Dimension Description
lambda_arn The ARN of the Lambda function instance.
aws_region The AWS region.
aws_account_id The AWS Account ID.
aws_function_name The Lambda function name.
aws_function_version The Lambda function version.
aws_function_qualifier The Lambda function version qualifier. If it's not an event source mapping Lambda invocation, it's the version or version alias.
event_source_mappings The Lambda function name, if it's an event source mapping Lambda invocation.
aws_execution_env The AWS execution environment. For example, AWS_Lambda_dotnetcore3.1.
function_wrapper_version The SignalFx function wrapper qualifier, For example, signalfx_lambda_3.0.1.0.
metric_source The literal value of lambda_wrapper.

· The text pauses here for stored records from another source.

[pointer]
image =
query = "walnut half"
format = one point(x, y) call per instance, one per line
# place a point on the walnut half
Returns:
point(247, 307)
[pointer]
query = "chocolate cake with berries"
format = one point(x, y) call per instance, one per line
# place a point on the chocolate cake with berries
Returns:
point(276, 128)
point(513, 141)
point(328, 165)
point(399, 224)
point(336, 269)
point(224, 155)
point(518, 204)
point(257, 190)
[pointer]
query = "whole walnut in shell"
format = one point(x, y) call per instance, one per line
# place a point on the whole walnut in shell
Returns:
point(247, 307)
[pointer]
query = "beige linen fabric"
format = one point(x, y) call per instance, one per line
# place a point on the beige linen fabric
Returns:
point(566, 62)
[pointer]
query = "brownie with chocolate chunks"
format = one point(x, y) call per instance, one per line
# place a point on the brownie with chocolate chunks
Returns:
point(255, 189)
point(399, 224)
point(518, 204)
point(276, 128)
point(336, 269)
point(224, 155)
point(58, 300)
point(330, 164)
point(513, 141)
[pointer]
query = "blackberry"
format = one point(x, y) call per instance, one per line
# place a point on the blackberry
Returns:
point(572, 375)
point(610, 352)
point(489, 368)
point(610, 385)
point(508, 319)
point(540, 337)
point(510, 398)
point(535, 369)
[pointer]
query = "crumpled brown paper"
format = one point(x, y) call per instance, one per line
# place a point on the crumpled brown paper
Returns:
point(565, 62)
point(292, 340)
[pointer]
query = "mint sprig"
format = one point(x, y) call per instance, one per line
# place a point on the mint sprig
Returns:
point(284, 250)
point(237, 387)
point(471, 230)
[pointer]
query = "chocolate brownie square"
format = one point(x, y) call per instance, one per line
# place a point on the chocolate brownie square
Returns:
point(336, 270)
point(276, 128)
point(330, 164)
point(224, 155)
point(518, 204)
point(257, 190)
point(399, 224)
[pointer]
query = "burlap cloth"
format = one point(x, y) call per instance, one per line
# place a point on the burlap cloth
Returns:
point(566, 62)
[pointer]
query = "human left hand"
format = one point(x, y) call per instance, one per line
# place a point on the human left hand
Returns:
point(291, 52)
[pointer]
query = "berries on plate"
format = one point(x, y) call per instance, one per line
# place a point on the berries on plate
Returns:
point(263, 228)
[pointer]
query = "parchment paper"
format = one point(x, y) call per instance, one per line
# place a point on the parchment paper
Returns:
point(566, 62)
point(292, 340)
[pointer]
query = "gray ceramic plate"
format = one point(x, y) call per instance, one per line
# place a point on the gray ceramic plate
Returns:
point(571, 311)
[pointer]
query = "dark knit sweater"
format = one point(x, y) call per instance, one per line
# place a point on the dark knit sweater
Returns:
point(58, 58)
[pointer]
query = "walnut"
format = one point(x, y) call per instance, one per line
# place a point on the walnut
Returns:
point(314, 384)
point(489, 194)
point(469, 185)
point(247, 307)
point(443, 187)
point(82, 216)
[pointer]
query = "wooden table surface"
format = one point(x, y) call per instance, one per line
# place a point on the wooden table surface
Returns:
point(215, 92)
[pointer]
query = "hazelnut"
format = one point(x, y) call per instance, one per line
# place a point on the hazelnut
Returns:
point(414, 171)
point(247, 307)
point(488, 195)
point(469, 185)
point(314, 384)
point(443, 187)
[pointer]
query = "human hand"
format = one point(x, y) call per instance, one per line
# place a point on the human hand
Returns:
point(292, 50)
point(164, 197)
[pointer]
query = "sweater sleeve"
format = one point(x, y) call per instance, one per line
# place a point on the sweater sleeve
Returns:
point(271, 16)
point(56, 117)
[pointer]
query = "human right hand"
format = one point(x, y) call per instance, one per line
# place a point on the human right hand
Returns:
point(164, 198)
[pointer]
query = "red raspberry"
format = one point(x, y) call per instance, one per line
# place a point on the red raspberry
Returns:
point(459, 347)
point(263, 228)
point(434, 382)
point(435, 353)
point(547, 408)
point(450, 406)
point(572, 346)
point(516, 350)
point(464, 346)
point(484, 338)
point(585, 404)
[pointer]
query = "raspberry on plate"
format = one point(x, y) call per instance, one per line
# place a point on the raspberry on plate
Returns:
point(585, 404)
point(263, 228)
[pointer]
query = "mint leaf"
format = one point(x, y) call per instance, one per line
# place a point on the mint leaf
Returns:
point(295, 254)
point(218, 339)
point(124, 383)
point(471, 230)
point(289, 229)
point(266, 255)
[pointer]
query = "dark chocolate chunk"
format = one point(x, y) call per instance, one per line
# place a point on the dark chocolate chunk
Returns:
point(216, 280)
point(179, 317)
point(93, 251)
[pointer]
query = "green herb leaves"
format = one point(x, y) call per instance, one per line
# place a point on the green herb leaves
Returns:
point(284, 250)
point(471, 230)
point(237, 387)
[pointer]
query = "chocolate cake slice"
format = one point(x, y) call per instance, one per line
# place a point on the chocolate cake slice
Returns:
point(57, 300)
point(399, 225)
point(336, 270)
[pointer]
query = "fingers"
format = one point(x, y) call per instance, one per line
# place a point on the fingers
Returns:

Tags the Lambda wrapper sends

The tracing wrapper creates a span for the wrapper handler. That span contains these tags:

Tag Description
aws_request_id The AWS request ID.
lambda_arn The ARN of the Lambda function instance.
aws_region The AWS region.
aws_account_id The AWS account ID.
aws_function_name The Lambda function name.
aws_function_version The Lambda function version.
aws_function_qualifier The Lambda function version qualifier. If it's not an event source mapping Lambda invocation, it's the version or version alias.
event_source_mappings The Lambda function name, if it's an event source mapping Lambda invocation.
aws_execution_env The AWS execution environment. For example, AWS_Lambda_dotnetcore3.1.
function_wrapper_version The SignalFx function wrapper qualifier, For example, signalfx_lambda_3.0.1.0.
component The literal value of dotnet-lambda-wrapper.

Add extra tags and enrich traces

There are several ways to add extra tags or enrich the traces of your service:

  • Pass span tags with the tags parameter.
  • Update the span name with the operationName parameter.
  • For ASP.NET Core applications, add custom action filters to add tags or various other operations available to manual instrumentation.
  • Use the TracingDecoratorFilter as a starting point for your own implementation.
  • Use OpenTracing anywhere in your application to add span tags, spans, or context propagation. Use the examples as a starting point. You don't need to add a package the project since signalfx-lambda-functions includes the OpenTracing library.